Publicidad

Un gol de penalti de Dani Lázaro apagó el farolillo rojo para el CD La Granja y encendió la remontada para salir del descenso. El duelo directo entre los dos equipos que compartían la posición de colista, el conjunto del Real Sitio y el Atlético Bembibre terminó con victoria de los hombres de Miguel de la Fuente por la mínima (1-0). Tras un primer tiempo que pareció más un partido de Regional que un choque entre dos plantillas que necesitaban los puntos de forma vital, el cuadro local creció después del descanso y logró un importante triunfo que le vale para tomar impulso en aras de revertir su situación y reducir su sangría con la barrera del descenso.

Faltó brío e intensidad en los primeros compases. Trances toscos, de escaso contenido, en los que predominaron choques y balones divididos. Ningún equipo tomó la iniciativa y las disputadas en el centro del campo aniquilaron cualquier atisbo de querer jugar el balón.
El encuentro parecía más propio de dos conjuntos instalados en la zona media que de dos plantillas que se repartían el farolillo rojo. Los puestos de descenso parecía que no quemaban. Inmunes a la presión. Invulnerables al cambio: al paso al frente. Ambos se mostraron muy tranquilos, sin ninguna ansiedad por amarrar los puntos. Lo mejor de para los fue el orden que mantuvieron y el rápido asentamiento del nuevo jugador Borja Ramírez, que sujetó el pivote con criterio y puso cierto dinamismo a la hora distribuir el esférico. La primera ocasión importante del enfrentamiento corrió a cargo del plantel berciano, con un doble disparo del delantero Manu, que despejó Seif con una meritoria intervención.

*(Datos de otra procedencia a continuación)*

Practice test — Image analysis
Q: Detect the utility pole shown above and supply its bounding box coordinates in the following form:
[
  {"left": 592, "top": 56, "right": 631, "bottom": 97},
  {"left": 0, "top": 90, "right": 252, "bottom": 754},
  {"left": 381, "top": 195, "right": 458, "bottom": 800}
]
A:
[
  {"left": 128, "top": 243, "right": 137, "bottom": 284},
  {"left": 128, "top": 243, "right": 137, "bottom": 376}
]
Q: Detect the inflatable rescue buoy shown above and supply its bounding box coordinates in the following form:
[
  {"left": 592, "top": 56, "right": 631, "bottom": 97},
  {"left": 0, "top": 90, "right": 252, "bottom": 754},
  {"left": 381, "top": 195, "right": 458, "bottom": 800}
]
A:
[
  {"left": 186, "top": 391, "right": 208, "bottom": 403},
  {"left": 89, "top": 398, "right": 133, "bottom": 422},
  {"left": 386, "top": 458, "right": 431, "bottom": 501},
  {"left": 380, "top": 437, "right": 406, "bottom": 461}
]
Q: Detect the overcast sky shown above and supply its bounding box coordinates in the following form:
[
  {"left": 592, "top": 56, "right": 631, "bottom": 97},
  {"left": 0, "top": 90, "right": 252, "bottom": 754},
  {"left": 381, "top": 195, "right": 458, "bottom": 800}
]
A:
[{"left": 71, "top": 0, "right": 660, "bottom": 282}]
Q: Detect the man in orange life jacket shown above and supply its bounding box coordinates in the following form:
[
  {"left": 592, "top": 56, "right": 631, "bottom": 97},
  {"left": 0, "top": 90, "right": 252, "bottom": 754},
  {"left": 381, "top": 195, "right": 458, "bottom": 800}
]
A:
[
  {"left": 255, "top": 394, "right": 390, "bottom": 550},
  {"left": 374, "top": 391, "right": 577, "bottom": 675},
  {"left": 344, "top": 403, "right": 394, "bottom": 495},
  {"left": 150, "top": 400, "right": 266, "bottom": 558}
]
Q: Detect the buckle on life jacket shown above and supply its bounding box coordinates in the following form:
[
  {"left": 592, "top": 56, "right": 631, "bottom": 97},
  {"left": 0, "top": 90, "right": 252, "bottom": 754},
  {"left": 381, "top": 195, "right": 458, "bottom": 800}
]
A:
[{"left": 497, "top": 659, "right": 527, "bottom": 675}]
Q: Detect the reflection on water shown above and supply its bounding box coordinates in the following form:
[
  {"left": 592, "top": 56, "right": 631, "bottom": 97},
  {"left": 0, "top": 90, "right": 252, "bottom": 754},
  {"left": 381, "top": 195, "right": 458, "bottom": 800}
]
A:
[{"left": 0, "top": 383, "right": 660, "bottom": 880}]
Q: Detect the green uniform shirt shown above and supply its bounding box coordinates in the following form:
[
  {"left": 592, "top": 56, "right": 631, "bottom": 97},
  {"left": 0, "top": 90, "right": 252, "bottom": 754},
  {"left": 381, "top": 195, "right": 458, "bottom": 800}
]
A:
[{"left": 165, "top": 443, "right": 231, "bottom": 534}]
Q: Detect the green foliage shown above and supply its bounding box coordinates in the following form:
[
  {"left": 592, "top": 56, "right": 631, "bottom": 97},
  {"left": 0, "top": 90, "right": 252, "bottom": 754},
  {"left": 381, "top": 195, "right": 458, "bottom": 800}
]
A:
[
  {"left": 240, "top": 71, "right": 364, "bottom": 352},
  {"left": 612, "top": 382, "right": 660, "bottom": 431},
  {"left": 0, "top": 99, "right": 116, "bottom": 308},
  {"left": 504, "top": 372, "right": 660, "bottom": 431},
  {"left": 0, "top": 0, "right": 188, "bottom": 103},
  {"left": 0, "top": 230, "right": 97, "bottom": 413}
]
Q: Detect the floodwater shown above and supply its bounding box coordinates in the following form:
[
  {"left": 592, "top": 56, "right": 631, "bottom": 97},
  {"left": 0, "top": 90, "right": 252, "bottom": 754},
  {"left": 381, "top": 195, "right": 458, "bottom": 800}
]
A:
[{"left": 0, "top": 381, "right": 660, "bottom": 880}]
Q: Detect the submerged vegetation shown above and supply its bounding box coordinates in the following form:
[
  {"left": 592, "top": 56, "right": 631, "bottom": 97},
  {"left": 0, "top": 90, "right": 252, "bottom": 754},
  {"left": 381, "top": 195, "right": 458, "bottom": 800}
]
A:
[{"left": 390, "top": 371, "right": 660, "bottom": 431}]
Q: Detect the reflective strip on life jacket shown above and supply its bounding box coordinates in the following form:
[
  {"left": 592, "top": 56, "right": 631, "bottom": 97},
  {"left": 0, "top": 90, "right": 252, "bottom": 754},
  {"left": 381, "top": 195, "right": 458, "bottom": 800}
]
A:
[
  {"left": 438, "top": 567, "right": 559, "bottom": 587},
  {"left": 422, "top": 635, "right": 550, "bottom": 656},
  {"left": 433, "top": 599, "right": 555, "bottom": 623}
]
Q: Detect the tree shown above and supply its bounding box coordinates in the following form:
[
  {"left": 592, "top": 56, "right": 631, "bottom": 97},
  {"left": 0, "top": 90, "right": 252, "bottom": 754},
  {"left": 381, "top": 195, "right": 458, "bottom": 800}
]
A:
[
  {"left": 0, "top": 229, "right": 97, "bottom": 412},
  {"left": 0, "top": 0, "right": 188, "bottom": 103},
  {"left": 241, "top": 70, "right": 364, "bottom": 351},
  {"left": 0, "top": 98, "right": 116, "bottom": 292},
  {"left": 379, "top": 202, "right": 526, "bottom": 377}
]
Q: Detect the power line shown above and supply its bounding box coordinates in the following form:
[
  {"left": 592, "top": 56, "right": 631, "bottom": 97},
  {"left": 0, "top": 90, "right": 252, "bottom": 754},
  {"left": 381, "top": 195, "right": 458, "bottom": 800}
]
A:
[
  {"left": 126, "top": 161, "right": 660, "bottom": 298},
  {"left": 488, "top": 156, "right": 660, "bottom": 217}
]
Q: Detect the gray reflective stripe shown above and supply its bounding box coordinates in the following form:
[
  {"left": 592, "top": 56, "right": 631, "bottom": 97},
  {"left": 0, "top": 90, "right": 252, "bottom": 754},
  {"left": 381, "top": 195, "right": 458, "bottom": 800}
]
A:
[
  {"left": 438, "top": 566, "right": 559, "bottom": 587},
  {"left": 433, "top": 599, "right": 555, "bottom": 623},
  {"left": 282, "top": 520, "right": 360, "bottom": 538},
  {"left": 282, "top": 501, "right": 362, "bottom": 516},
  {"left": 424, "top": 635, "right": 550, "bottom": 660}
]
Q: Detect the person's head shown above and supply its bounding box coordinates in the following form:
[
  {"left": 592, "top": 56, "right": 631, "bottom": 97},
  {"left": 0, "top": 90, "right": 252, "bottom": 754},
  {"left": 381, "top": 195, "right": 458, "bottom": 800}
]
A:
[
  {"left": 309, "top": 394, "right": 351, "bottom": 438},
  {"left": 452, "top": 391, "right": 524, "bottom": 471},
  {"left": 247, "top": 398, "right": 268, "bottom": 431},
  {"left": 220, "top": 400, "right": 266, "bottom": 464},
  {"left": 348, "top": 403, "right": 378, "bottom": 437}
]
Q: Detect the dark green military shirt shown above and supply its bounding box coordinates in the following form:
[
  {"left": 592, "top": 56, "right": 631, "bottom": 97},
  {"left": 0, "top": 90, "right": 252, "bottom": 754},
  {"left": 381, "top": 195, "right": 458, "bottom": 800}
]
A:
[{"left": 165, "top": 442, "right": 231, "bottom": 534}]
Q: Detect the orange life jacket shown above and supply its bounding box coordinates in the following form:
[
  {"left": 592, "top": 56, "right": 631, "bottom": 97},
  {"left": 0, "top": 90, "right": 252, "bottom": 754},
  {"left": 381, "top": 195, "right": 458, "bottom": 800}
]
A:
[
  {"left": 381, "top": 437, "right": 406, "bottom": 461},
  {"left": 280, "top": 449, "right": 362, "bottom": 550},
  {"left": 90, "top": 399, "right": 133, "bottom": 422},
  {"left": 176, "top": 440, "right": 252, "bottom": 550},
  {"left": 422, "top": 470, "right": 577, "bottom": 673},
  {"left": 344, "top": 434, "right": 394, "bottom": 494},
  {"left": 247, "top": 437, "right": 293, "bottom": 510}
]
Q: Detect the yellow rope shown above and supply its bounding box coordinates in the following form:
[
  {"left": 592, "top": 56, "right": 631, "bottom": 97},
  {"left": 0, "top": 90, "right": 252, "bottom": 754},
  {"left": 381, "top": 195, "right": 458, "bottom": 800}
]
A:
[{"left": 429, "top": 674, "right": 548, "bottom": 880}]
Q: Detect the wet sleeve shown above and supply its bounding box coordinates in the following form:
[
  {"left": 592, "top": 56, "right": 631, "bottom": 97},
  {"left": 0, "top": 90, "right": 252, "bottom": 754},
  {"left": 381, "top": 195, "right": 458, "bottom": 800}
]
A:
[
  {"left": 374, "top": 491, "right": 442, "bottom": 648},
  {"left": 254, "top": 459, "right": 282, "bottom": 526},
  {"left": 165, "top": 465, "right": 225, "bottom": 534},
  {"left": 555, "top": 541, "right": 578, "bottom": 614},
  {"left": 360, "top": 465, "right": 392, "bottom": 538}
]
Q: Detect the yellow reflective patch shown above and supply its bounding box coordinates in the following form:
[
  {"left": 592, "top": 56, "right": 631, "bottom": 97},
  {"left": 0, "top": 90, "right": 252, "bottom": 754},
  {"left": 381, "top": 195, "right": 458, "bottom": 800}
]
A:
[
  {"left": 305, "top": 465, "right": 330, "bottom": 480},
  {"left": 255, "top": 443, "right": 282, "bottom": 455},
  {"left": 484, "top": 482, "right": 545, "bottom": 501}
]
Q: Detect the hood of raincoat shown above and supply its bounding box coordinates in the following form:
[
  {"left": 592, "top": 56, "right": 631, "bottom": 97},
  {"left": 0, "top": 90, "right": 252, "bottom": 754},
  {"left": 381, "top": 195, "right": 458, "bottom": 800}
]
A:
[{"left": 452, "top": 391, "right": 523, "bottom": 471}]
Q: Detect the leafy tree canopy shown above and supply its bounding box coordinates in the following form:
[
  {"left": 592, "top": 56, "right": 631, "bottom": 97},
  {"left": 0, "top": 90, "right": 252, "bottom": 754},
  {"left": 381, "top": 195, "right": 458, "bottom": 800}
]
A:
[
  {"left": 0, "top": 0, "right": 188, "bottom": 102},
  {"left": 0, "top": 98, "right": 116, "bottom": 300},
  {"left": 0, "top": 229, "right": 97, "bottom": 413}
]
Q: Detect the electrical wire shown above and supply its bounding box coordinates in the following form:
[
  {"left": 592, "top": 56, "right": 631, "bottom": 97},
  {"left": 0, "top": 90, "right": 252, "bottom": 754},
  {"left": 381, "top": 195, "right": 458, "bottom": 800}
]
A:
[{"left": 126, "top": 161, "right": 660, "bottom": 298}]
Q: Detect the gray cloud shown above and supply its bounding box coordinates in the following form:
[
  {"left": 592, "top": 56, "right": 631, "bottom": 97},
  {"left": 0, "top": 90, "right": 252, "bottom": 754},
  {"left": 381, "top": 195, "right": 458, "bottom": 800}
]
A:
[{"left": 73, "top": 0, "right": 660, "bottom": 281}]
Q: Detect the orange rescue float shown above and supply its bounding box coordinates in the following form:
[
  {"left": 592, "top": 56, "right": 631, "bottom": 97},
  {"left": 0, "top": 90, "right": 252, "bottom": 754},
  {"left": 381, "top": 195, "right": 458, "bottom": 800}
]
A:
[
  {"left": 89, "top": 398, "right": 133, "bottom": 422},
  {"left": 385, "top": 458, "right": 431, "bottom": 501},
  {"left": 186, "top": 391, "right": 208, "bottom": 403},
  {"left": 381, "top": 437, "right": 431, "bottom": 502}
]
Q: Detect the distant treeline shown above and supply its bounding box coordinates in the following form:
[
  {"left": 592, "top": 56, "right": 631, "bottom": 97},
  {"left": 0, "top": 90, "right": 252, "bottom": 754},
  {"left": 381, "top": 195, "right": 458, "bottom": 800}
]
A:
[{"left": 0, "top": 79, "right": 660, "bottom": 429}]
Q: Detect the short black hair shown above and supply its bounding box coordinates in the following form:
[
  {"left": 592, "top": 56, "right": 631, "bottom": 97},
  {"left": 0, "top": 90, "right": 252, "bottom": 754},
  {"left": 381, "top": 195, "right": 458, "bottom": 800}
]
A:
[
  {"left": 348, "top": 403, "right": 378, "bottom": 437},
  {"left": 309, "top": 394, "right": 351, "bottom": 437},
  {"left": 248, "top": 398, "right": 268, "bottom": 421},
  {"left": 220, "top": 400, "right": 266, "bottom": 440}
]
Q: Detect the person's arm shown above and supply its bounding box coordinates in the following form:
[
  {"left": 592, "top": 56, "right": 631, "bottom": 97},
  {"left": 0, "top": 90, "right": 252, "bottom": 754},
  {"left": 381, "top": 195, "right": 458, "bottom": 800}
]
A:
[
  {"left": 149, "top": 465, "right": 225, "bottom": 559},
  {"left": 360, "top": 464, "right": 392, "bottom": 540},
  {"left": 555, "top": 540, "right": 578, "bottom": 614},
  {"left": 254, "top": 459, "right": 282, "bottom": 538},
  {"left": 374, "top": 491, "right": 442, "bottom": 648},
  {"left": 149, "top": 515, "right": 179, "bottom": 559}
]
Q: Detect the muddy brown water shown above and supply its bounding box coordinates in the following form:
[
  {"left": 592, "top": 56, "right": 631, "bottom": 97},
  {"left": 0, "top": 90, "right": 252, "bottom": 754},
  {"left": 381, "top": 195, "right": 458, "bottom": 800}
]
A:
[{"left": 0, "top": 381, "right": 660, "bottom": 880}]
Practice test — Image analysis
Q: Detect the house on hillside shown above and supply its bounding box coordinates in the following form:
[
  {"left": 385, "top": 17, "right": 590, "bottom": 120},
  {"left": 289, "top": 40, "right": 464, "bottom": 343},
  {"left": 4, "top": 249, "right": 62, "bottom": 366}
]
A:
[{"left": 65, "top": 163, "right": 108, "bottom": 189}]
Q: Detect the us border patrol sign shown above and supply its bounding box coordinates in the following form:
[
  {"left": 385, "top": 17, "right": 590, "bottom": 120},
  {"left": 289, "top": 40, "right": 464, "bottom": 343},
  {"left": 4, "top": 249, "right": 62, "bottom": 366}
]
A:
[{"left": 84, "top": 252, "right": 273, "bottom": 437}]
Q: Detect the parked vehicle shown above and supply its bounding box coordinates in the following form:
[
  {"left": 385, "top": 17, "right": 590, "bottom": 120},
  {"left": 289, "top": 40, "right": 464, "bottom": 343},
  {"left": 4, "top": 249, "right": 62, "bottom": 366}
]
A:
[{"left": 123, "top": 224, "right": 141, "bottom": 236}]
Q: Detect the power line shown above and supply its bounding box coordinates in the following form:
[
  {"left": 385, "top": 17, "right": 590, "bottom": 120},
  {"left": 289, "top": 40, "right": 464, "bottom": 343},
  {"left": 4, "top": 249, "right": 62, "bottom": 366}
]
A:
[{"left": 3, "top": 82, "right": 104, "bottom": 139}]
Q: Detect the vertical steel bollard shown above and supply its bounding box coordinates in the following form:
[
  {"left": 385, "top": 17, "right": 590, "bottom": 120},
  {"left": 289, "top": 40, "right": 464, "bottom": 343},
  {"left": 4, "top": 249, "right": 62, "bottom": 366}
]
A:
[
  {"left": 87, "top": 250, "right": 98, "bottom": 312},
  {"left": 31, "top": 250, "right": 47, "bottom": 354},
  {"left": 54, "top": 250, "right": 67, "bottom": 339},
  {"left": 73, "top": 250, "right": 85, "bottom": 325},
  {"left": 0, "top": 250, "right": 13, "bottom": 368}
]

De la Fuente pidió más mordiente a los suyos, pero apenas generaron ocasiones; salvo contados movimientos de Jonan y Lázaro en ataque. Terminó el primer tiempo y la situación dejó cierta preocupación en ambos equipos al no ser más efectivos y no tener claridad de ideas.

Los dos se postularon a una posición que ya tenían en la tabla y sus aspiraciones de despegar no se vieron traducidas en el terreno de juego en ningún momento de los primeros 45 minutos. Lo ofrecido no fue más allá de lo que un partido amistoso puede recoger.

UN PENALTI DECISIVO

Tras el ecuador, La Granja mejoró y el rival menguó físicamente. Se fue partiendo el choque y los hombres de De la Fuente fueron a más. El lateral Shadi, que acababa que entrar por el bando rojiblanco, provocó un penalti sobre Jonan que terminó de dar valor a la respuesta de los locales. Lázaro lo transformó con determinación (1-0) y el cuadro local creció. A raíz de este tanto se apuntó más acciones ofensivas y pudo incluso ampliar la distancia a través de Velasco.

El Bembibre continuó ofreciendo escasas muecas de peligro y apenas se contabilizó un lanzamiento de Íñigo, que despejó Seif de forma acertada. En los últimos minutos la plantilla visitante se acercó con más asiduidad a los dominios de los del Real Sitio, pero le faltó claridad de cara a puerta.

LA IMPORTANCIA DE LA GESTIÓN DE TIEMPOS

El conjunto de De la Fuente se mostró fuerte en defensa e inteligente en la gestión de los tiempos y el entrenador hizo uso de los cambios para que se consumieran los minutos con vistas a amarrar los tres puntos. Lázaro tuvo una más antes del final, pero se estrelló frente al guardameta. Finalmente la victoria fue para los de La Granja.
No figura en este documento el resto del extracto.